Esposto MP1 ; Mahlaoui N2, 3 ; Abolhassani H4, 5 ; Van Aerde K6 ; Cesaro S1 ; Chandra A7, 8 ; Ehl S9 ; Kracker S10 ; Suarez F11, 12 ; Barlogis V13, 14 ; Parisi A16 ; Maccari ME9, 17 ; Chinello M1
Authors

Source: Frontiers in Immunology Published:2025


Abstract

Activated phosphoinositide-3-kinase-delta (PI3Kδ) syndrome (APDS) is an autosomal dominant inborn error of immunity (IEI) characterized by combined immunodeficiency and immune dysregulation with increased risk for lymphoma and other non-lymphoid malignancies.

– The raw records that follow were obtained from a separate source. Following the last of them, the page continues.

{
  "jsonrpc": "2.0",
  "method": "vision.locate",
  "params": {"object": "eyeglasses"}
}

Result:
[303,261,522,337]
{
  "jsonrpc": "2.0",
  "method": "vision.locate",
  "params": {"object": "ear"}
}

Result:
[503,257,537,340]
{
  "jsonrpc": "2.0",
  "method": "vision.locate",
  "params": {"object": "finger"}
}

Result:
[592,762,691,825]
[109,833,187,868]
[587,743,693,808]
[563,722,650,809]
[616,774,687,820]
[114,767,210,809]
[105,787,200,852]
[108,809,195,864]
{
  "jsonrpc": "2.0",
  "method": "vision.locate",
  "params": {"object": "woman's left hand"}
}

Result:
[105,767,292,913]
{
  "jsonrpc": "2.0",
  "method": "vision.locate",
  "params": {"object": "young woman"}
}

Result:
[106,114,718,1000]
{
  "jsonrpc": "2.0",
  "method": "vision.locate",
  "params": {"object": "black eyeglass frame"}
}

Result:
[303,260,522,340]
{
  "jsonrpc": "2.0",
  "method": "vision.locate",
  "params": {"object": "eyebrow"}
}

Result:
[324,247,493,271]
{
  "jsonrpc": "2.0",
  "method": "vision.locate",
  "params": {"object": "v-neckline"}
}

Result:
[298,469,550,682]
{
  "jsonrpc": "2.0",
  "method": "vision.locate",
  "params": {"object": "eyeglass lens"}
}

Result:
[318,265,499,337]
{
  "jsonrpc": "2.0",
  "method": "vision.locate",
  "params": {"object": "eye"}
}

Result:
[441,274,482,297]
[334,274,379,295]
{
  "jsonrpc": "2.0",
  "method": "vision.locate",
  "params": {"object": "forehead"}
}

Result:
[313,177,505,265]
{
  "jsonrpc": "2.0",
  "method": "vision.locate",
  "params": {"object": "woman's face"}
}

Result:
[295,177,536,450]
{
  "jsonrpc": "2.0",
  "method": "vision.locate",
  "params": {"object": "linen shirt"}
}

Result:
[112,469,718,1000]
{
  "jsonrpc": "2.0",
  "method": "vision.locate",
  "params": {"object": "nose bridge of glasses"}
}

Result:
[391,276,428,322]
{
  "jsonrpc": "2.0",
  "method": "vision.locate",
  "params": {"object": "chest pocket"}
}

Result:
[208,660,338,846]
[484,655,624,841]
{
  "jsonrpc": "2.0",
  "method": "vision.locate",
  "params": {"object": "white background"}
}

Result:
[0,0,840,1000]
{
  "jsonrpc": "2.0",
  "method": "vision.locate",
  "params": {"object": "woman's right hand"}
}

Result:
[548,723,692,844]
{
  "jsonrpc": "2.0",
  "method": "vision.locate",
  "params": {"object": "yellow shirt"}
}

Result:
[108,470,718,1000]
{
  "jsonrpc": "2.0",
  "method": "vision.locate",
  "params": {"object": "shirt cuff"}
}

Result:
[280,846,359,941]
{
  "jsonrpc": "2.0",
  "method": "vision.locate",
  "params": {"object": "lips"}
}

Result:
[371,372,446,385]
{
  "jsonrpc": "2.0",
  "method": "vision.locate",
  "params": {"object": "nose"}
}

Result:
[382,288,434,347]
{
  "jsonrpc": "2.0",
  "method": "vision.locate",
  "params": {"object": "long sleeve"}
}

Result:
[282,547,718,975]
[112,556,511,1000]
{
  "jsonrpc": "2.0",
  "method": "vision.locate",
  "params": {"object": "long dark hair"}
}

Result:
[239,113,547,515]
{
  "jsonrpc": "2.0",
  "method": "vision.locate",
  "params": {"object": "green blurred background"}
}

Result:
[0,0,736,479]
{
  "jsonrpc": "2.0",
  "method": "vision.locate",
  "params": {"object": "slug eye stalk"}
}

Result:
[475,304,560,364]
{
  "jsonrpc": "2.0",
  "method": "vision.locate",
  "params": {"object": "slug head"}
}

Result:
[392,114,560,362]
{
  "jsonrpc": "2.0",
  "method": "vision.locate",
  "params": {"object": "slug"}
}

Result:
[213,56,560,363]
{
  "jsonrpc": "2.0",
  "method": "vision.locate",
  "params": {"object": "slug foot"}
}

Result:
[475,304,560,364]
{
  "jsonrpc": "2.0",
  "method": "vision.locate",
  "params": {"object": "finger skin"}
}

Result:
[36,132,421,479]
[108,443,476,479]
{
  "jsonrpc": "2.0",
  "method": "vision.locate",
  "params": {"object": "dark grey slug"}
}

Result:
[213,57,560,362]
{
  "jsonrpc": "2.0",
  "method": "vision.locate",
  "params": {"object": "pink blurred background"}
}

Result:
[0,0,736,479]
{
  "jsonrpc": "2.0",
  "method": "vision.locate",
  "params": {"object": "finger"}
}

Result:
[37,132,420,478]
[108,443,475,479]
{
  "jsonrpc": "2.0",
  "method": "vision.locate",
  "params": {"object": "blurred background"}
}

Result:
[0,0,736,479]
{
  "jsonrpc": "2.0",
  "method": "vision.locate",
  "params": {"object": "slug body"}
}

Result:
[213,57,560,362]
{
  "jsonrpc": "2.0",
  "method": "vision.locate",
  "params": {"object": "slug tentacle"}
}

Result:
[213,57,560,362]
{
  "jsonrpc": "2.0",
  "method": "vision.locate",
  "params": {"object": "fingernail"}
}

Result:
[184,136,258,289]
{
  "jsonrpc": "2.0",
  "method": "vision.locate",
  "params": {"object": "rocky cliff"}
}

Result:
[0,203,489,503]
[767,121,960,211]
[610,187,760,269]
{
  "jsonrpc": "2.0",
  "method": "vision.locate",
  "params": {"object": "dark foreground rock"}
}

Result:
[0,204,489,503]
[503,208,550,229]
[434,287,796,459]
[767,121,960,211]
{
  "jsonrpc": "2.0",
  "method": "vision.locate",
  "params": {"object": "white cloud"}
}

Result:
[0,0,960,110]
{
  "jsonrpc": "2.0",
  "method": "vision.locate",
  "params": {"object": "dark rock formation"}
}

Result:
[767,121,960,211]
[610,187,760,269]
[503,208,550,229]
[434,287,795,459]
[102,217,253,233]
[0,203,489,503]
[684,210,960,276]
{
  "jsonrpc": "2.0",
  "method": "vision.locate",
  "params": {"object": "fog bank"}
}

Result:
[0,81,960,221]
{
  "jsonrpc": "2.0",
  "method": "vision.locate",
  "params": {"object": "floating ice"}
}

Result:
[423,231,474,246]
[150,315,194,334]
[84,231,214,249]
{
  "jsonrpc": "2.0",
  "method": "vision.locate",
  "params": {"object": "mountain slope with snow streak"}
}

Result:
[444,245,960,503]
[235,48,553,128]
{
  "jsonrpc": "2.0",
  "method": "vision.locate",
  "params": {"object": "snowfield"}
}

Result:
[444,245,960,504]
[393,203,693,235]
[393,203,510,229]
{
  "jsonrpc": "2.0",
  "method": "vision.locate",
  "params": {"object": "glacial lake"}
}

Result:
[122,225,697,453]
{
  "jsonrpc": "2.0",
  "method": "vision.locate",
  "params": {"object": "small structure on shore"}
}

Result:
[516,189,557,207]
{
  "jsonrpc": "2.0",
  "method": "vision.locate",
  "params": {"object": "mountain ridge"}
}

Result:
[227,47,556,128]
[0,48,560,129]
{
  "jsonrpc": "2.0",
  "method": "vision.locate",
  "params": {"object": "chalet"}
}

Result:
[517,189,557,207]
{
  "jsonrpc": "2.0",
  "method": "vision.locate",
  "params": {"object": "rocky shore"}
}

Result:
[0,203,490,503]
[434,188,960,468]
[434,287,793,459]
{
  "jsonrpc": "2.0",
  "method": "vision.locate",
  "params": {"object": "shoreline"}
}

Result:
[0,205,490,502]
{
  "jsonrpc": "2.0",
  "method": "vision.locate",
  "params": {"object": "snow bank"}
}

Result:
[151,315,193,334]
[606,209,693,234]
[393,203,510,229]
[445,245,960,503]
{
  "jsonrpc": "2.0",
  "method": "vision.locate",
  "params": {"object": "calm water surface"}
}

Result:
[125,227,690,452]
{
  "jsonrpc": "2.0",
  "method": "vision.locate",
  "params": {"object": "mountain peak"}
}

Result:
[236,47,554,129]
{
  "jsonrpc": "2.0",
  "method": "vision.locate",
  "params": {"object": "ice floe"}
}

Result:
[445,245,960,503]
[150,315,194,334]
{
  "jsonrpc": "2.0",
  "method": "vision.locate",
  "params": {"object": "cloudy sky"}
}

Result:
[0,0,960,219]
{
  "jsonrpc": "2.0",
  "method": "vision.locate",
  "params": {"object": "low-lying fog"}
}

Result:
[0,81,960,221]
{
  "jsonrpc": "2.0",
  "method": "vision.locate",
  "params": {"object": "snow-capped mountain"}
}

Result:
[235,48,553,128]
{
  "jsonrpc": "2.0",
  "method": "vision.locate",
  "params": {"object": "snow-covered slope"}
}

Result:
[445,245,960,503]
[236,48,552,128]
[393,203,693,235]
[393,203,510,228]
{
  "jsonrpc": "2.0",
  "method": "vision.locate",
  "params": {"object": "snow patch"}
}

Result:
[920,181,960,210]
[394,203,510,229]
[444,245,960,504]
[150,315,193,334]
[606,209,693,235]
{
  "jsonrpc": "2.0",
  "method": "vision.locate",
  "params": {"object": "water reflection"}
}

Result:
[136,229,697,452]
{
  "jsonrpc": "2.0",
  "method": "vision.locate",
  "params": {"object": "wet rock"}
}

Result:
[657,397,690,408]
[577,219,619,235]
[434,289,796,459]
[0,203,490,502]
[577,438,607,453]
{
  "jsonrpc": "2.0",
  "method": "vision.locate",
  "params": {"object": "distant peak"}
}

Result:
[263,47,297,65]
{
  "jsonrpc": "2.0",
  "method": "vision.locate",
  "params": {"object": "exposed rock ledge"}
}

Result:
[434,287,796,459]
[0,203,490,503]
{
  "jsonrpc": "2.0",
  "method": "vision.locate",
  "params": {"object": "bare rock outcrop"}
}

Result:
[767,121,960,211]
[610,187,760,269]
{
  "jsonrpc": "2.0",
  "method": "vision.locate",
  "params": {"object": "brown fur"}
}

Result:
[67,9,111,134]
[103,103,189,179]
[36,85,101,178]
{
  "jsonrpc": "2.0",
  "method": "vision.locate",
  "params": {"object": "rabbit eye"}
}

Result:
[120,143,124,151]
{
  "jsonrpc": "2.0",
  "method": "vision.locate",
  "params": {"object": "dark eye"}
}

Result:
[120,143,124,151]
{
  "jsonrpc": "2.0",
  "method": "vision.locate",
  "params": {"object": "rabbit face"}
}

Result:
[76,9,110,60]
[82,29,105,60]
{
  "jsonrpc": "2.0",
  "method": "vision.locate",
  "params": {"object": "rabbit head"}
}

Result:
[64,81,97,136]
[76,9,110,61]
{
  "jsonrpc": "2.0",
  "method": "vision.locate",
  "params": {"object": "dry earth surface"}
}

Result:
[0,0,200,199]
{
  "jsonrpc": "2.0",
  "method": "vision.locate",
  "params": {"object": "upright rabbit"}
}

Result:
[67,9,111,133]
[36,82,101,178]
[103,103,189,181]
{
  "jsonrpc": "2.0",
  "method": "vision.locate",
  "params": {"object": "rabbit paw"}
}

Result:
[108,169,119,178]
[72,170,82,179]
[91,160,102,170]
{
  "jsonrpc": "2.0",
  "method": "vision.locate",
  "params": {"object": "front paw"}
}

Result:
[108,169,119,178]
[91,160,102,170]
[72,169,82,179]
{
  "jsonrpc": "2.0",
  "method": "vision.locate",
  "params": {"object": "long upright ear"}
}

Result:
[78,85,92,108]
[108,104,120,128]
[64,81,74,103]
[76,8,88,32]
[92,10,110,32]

We describe five patients with ovarian malignancies among 110 female APDS patients participating in the European Society for Immunodeficiencies (ESID) registry and identified three additional cases in the literature. These findings document a relevant predisposition to these non-hematological malignancies in APDS patients. Copyright © 2025 Esposto, Mahlaoui, Abolhassani, Van Aerde, Cesaro, Chandra, Ehl, Kracker, Suarez, Barlogis, Parisi, Maccari and Chinello.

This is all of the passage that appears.